The documentary feels like a masterclass given by an elderly teacher who, though almost reaching the centenary, transmits joy and passion for life and her art. In order to make it happen, Varda recycled material from previous films, interviews and cinematic experiments, but also gave a new and fresh look. She included even her art installations, to the delight of the viewer. Memorable moments are the cameos of Sandrine Bonnaire and her explanation on the use of color on Le Bonheur. Also unforgettable are the reflections on her work with Jane Birkin on Jane B. par Agnès V. We recognize an interest on self-examination that never ends: artists always revisit their previous works. Varda even coins a new word: cinècriture, the art of doing films encompassing screenplay, editing, camerawork, etc. A supreme experience worth watching.
Rating: 5/5
Répertoire des villes disparues (Ghost Town Anthology – Canada)
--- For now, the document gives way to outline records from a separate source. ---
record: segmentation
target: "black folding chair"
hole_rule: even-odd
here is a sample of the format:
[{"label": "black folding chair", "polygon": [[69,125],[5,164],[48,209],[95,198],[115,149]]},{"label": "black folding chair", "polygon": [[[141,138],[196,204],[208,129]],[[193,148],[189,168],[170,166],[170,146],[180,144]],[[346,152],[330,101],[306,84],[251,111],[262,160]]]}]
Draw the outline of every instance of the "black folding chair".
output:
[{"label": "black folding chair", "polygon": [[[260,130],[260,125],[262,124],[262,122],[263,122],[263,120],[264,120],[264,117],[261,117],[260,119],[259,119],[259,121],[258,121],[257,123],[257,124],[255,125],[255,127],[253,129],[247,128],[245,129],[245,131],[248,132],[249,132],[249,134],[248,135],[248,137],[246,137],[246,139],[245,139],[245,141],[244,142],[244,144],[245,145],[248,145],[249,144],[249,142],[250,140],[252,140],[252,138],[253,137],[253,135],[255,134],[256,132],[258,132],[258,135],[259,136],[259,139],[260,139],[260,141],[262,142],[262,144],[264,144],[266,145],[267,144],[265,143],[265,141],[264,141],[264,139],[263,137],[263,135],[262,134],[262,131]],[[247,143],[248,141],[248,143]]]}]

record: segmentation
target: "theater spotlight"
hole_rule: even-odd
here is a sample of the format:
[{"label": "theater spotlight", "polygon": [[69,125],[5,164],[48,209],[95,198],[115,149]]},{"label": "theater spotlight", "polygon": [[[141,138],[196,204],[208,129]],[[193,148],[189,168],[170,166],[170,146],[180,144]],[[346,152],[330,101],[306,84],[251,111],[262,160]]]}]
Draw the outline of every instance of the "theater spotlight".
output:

This film is yet another study on the life of small villages, just as Kiz Kardesler, but set in a completely different environment: winterly and bitterly cold rural Québec. Both films share the despair of youth trapped in small communities where nothing happens. The Canadian film accomplishes better to portray this sense of entrapment, hopelessness and isolation. Denis Côté has adapted the novel by Laurence Olivier and made a film that is brilliant and horrific. The premise of the film is simple, but disturbing: after the death of a young man in the small village, while the remaining find ways to cope with their loss, the young man returns from the dead and he is not alone.
The best of the film is how these magical and supernatural events are accepted by the people – only a handicapped woman seems to really panic about the whole thing. A deep lack of emotions and the absence of grief, seems to be the village’s death, just as one of the characters say, referring to the “strangers” or dead people: “They are not different than us”. This silhouettes in the snow, watching the living from a distance, are a reflection of the own villagers: of their inability to move, desire, live.